Amy Wagner, MD, professor of Physical Medicine & Rehabilitation and director of the Brain Injury Fellowship at the University of Pittsburgh, collaborated with colleagues across the country and world to publish two promising recent studies. “Acute Cortisol Profile Associations with Cognitive Impairment After Severe Traumatic Brain Injury” published in Neurorehabilitation and Neural Repair, while “Effects of an Acute Care Brain Injury Medicine Continuity Consultation Service on Health Care Utilization and Rehabilitation Outcomes” published in PM&R. The following include brief overviews of the studies and recognize contributing colleagues.

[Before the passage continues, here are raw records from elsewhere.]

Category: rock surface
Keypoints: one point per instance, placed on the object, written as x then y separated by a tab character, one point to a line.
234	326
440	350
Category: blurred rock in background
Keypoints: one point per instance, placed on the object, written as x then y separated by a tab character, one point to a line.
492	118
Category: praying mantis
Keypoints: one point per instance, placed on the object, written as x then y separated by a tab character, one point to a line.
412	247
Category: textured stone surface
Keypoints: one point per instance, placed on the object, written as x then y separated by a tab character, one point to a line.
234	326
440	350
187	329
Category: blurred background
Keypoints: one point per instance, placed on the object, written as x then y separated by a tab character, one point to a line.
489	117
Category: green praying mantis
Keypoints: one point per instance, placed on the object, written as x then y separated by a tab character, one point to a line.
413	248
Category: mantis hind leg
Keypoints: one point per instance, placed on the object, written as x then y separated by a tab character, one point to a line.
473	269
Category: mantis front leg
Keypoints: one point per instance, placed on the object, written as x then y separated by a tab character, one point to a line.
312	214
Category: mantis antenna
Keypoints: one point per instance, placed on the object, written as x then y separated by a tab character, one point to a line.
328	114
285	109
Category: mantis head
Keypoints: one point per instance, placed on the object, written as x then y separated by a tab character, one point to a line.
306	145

Cognitive Impairment After Severe Traumatic Brain Injury 

Cognitive impairments commonly occur after traumatic brain injury (TBI) and affect daily functioning. Cortisol levels, which are elevated during acute hospitalization for most individuals after severe TBI, can influence cognition, but this association has not been studied previously in TBI. The research team hypothesized that serum and cerebral spinal fluid (CSF) cortisol trajectories over days 0–5 post-injury are associated with cognition 6-month post-injury.

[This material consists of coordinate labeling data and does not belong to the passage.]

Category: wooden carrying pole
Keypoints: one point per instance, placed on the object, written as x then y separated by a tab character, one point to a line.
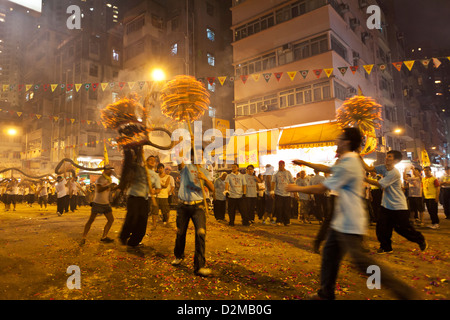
197	165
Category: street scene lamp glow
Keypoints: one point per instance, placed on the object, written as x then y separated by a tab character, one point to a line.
11	131
158	75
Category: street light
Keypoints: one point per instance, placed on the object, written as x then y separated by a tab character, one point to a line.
11	131
158	74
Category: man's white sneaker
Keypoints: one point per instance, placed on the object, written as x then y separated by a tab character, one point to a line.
177	261
204	272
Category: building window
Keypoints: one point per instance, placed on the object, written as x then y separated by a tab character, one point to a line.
92	141
210	34
136	25
209	9
135	49
212	112
340	92
211	59
115	55
174	49
281	15
338	47
157	21
175	23
287	98
93	70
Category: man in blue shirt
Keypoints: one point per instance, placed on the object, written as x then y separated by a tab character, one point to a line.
220	200
394	214
191	207
236	187
349	222
282	206
134	180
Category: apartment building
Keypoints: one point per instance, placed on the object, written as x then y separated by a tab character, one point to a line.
307	37
182	37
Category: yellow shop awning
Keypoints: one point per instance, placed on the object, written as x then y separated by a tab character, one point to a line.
318	135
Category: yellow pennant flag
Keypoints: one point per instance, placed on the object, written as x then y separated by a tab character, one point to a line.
368	68
256	76
105	154
221	80
409	64
425	159
292	74
328	71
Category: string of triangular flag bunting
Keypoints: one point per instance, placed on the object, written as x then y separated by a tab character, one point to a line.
110	142
436	62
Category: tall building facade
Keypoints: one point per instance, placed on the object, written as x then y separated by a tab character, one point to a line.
182	37
293	44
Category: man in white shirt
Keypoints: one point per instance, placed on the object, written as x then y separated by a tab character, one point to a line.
101	205
282	206
162	197
349	222
62	199
236	187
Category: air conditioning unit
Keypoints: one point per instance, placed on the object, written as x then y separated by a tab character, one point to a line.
351	90
343	7
287	47
363	4
354	23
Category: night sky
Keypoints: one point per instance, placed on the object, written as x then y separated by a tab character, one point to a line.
424	22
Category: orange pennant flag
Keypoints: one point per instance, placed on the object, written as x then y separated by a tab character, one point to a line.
409	64
256	76
368	68
221	80
292	74
398	65
328	71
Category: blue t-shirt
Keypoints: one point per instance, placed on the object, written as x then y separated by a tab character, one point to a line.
347	177
139	186
190	189
252	186
282	179
393	196
236	181
219	188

They examined 94 participants with severe TBI, collected acute serum and/or CSF samples over days 0–5 post-injury, and compared cortisol levels to those in 17 healthy controls. N = 88 participants had serum, and n = 84 had CSF samples available for cortisol measurement and had neuropsychological testing 6 months post-injury. Group based trajectory analysis (TRAJ) was used to generate temporal serum and CSF cortisol profiles which were examined for associations with neuropsychological performance. They used linear regression to examine relationships between cortisol TRAJ groups and both overall and domain-specific cognition.

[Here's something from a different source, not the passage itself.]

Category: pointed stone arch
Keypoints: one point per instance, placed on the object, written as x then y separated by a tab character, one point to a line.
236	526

TRAJ analysis identified a high group and a decliner group for serum and a high group and low group for CSF cortisol. Multivariable analysis showed serum cortisol TRAJ group was associated with overall cognitive composites scores (P = .024) and with executive function (P = .039) and verbal fluency (P = .029) domain scores. CSF cortisol TRAJ group was associated with overall cognitive composite scores (P = .021) and domain scores for executive function (P = .041), verbal fluency (P = .031), and attention (P = .034). The team concluded that high acute cortisol trajectories are associated with poorer cognition 6 months post-TBI.

View the full study.

Other Contributors

David J. Barton
Department of Emergency Medicine, University of Pittsburgh, Pittsburgh, PA, USA

Raj G. Kumar
Department of Epidemiology, University of Pittsburgh, Pittsburgh, PA, USA

Alexandria A. Schuster
Department of Physical Medicine & Rehabilitation, University of Pittsburgh, Pittsburgh, PA, USA

Shannon B. Juengst
Department of Applied Clinical Research, University of Texas Southwestern, Dallas, TX, USA

Byung-Mo Oh
Department of Rehabilitation Medicine, Seoul National University, Seoul, KR

Acute Care Brain Injury Medicine Continuity Consultation Service 

Although general physiatry acute-care consultation services are commonplace and improve length of stay (LOS), the benefits of a subspecialty physiatric continuity consultation service targeting patients with severe brain injury have not been reported. The research team’s primary objective was to characterize patient care recommendations from a Brain Injury Medicine (BIM) Continuity Consult Service, and to investigate the effects on acute-care LOS relative to brain injury patients receiving General Physical Medicine & Rehabilitation (PM&R) Consult Services. Their secondary objectives were to examine inpatient rehabilitation (IPR) health care utilization metrics and costs between groups and evaluate clinical improvements during IPR and discharge disposition.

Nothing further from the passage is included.